Then, on Sunday, The Post revealed that New York City recorded 3,709 retail theft complaints in August — the most ever in a single month. Isaac “Man of Steal” Rodriguez has been arrested 46 times this year for retail theft, and he just kept getting released because it isn’t a bail-eligible crime. It was only when he allegedly assaulted someone during a robbery that he was locked up.

“Insanity,” tweeted NYPD Commissioner Dermot Shea in response to the story. “No other way to describe the resulting crime that has flowed from disastrous bail-reform law.”

Isaac “Man of Steal” Rodriguez
Career criminals like Isaac “Man of Steal” Rodriguez drive small businesses away from poorer neighborhoods.

From politicians — silence. They don’t care that stores are being robbed, and will just blame companies when they inevitably decide, as they have in San Francisco, that the cost of doing business in, say, Jackson Heights, is too high to remain open.
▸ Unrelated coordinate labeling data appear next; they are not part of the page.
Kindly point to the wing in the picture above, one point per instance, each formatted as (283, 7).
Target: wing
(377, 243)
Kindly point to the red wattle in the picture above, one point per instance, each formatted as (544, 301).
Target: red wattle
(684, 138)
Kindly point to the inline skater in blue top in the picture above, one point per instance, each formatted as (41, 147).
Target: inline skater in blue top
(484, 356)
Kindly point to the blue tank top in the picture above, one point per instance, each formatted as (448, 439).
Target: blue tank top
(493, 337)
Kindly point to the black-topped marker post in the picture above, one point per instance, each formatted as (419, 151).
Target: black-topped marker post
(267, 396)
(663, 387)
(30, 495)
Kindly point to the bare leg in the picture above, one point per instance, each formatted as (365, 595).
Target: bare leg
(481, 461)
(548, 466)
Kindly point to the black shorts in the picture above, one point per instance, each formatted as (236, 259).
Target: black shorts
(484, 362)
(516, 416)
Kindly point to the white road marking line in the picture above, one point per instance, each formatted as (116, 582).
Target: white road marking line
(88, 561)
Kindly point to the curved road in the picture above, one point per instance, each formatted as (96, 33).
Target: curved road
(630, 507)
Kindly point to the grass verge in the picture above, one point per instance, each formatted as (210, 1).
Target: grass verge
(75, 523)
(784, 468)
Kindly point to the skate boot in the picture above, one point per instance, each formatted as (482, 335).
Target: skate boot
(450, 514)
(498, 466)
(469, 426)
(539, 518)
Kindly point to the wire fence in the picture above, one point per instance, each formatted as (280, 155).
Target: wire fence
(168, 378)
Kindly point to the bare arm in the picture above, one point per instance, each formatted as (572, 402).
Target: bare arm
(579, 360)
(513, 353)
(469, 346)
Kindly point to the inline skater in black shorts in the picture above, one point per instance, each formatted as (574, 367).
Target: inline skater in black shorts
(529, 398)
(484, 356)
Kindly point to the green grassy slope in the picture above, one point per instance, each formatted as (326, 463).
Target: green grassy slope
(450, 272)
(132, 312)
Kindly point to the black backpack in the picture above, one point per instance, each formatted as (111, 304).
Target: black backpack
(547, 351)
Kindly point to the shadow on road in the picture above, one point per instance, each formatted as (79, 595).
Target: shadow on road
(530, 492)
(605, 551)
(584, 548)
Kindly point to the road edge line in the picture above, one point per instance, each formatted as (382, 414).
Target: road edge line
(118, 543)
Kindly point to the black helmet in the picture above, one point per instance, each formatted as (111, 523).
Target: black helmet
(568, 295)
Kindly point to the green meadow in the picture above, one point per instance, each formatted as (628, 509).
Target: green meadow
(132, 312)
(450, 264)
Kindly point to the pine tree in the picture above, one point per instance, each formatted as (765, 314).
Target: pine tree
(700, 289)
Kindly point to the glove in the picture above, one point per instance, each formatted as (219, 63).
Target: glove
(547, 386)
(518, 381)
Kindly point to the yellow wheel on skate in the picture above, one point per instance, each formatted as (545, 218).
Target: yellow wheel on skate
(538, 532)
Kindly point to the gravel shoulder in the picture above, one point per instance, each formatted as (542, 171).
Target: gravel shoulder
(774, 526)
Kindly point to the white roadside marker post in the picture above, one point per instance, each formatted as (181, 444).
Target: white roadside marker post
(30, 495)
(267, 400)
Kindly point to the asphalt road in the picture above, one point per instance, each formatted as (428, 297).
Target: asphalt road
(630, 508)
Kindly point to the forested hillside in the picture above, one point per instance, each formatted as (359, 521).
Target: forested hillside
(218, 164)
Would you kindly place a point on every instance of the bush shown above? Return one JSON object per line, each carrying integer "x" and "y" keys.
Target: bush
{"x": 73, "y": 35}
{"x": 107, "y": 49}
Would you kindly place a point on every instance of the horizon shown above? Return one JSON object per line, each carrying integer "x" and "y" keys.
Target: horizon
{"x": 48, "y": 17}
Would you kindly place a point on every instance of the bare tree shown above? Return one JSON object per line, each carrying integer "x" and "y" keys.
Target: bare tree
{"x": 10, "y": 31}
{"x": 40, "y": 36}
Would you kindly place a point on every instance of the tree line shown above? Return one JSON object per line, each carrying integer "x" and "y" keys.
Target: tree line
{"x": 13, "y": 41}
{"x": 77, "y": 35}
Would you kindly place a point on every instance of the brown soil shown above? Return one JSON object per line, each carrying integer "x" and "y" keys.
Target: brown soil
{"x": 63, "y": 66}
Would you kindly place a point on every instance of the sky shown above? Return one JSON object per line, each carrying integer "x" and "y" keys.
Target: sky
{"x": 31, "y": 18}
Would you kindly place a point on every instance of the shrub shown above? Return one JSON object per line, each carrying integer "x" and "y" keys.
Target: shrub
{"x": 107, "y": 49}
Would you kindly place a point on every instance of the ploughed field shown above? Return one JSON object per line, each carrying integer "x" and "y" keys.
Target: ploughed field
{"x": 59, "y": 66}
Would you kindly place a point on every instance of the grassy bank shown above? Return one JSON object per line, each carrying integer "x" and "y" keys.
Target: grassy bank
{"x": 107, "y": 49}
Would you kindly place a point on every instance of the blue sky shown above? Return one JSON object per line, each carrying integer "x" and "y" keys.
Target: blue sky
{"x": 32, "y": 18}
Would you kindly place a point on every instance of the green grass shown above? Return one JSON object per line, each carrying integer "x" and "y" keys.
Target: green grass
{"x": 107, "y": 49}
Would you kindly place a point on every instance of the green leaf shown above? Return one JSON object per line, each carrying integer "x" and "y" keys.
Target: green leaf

And that neighborhood will suffer.

As for dead teens, the problem is always still the police “harassing” gang members, rather than the deadly toll those gangs take on young men who are all black or Hispanic.

Kyla Sobers, 16, a junior at the Cobble Hill School of American Studies, was just sitting in a Brooklyn park when a bullet hit her Friday. Thank God she’s going to be OK, but how can we let this continue? “It’s a park. It’s children playing,” said her uncle, Dwayne Sobers, in disbelief. “Even if you live that kind of life, have some morals. There are children playing.”

“I think it’s a sign that the city is not working for the people, somehow,” said Tony Karon, a journalist who lives near the scene of Sobers’ shooting. “There is something wrong. This is not like a pathology of one kid here, one kid there. This is like a pattern, so something is wrong.”

In June, Rep. Alexandria Ocasio-Cortez, echoing the argument of many progressives, said that while “any amount of harm is unacceptable and too much,” she wanted to make sure “that this hysteria, you know, that this doesn’t drive a hysteria and that we look at these numbers in context.”

These are the numbers in context: 21 dead children, more than three times the figure for the same period in 2020 and 2019. National homicides up 30 percent, the largest one-year increase ever, says the FBI. And New York City has seen 26,385 shoplifting cases so far in 2021, the most ever recorded in the 26 years the numbers have been tracked.

We have taken away the ability of police to maintain order. We have taken away the ability of judges to make judgments — to decide that keeping someone in custody will make our city safer. It is hurting the very people that New York’s politicians claim to want to help.